Going Big in Little Italy: Grand Piazza on the Way

The final agreements and permits for an $80 million civic renewal project in downtown's Little Italy are about to be signed and stamped at city hall.

The project’s showpiece is Piazza Famiglia, a 10,000 square-foot public gathering space on a closed-off stretch of West Date Street, which will be overlooked by two mid-rise business and residential buildings.

"I believe it will open up this area so that people will congregate,” said Marisa Quinzii, who lives and works in Little Italy. “We have these narrow sidewalks here. I believe the park will help disperse some traffic and will be good for the community."

The residential elements of the project include 125 apartments, two dozen of them set aside as affordable units.

All you can see there right now is a giant crater and construction crane, but the venture is said to be on schedule to open next year.

It's one more encouraging sign of progress and gentrification in a long-neglected stretch of San Diego's urban core that first took root in the 1880s -- only to be cut in half when Interstate 5 was built in the 1960s.

Proof in print?

Last year Forbes magazine listed Little Italy as one of the nation's "top ten neighborhoods for Millennials."

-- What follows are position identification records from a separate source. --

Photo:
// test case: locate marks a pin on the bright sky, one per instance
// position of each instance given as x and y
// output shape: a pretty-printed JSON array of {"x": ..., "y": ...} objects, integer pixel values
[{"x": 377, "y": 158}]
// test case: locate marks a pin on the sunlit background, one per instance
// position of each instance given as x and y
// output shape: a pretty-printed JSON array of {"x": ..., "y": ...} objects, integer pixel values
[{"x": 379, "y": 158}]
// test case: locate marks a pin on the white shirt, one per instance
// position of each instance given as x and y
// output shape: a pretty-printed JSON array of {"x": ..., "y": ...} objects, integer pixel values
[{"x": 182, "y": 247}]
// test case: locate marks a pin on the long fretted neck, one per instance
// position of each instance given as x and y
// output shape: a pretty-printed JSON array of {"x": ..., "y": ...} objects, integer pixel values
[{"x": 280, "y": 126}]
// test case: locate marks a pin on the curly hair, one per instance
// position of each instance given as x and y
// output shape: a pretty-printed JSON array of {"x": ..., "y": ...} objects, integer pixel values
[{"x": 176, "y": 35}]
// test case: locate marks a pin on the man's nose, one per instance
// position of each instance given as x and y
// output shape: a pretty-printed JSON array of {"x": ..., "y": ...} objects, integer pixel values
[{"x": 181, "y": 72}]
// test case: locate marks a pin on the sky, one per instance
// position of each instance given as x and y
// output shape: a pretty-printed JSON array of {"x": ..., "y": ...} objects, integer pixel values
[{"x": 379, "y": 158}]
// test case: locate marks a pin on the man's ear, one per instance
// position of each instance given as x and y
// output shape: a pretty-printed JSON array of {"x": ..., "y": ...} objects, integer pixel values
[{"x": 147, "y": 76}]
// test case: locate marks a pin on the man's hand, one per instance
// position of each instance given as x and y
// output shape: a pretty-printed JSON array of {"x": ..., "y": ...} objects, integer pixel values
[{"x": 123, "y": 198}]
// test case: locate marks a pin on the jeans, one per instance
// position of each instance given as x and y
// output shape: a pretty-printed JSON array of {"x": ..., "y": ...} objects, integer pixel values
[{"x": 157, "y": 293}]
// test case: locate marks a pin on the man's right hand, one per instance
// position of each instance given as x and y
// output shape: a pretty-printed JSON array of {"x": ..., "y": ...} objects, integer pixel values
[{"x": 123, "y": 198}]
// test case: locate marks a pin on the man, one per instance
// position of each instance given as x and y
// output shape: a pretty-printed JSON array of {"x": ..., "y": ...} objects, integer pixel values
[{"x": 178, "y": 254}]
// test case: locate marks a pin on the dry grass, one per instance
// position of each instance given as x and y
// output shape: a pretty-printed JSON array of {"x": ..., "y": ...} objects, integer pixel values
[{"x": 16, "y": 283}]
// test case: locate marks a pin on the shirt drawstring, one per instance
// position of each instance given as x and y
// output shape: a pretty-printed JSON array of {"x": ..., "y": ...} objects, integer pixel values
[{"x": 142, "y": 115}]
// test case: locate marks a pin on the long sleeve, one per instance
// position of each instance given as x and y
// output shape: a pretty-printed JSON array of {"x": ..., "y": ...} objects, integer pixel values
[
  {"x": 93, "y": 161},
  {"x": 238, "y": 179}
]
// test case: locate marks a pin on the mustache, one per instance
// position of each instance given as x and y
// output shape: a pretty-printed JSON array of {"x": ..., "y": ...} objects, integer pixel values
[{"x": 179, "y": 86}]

Tourists interviewed by NBC 7 Thursday said Piazza Famiglia figures to add significantly to the area's magnetism.

"Not only for San Diego, to bring people in to see what San Diego has to offer,” said Jennifer Baralli, who lives near Chicago’s Little Italy, “but most importantly to provide jobs and tourism for the local businesses that have been here for a very long time.”

The piazza carries a building cost of $1.6 million.

The city will subsidize the developer $1 million, in order to acquire a prime public park asset at a major discount from current price tags for park space.